To increase affordable housing, she would like to eliminate single-family zoning off-peninsula, which she says “upholds a lot of citywide segregation.” She said the council should review all of its housing policies to identify obstacles to affordability. That includes reviewing the city’s short-term rental regulations to prevent the disappearance of affordable long-term rentals from entire blocks of neighborhoods.

“If we’re having blocks and blocks of Airbnb, we’re not allowing the type of housing for people who are actually living here,” she said.

She believes that school spending increases should be prioritized over other city spending and that city schools should be hiring more teachers of color.

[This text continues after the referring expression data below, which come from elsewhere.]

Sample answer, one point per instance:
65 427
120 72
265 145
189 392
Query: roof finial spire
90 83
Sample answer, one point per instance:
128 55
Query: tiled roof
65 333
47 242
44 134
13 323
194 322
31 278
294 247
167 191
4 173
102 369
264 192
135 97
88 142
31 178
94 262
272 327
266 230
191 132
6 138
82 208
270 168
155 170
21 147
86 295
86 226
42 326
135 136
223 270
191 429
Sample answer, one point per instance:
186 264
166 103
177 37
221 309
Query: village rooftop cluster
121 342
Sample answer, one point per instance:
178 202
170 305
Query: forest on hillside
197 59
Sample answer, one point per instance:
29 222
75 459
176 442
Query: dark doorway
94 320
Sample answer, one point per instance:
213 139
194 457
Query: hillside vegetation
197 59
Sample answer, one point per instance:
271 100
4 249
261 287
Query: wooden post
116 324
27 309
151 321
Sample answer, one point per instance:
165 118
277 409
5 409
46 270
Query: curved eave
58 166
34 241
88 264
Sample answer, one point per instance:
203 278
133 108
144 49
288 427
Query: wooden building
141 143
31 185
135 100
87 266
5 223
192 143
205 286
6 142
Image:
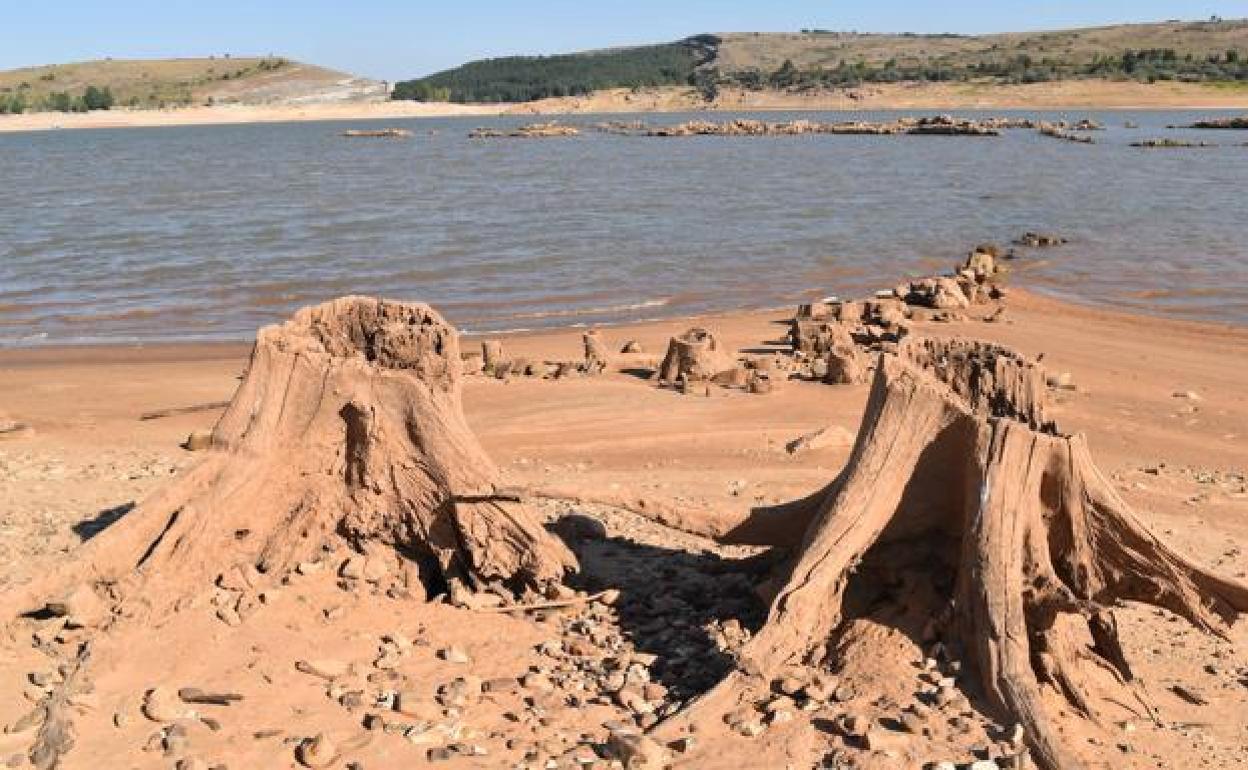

Though she is a registered Democrat, considers herself progressive and is eager to amplify marginalized voices, she said she doesn’t identify with any political party. She believes the city should enact a mask-wearing mandate for indoor public spaces, and called the council’s decision not to do so “irresponsible” as winter approaches and people will be spending more time indoors. She said councilors concerned that the burden of enforcement would fall to frontline workers should have invited such workers into the conversation to find creative solutions.

Pelletier doesn’t support the city’s plans to build a 208-bed homeless services center with a soup kitchen, medical clinic and day space in Riverton. She’s concerned there will not be adequate transportation from the center to the downtown area, where additional services are located.

She supports the citizen referendum to limit the size of new shelters to 50 beds, and thinks the city budget should prioritize spending on programs aimed at ending homelessness.

She said the next city manager must ensure that Portland’s growth from a large town into a city happens equitably.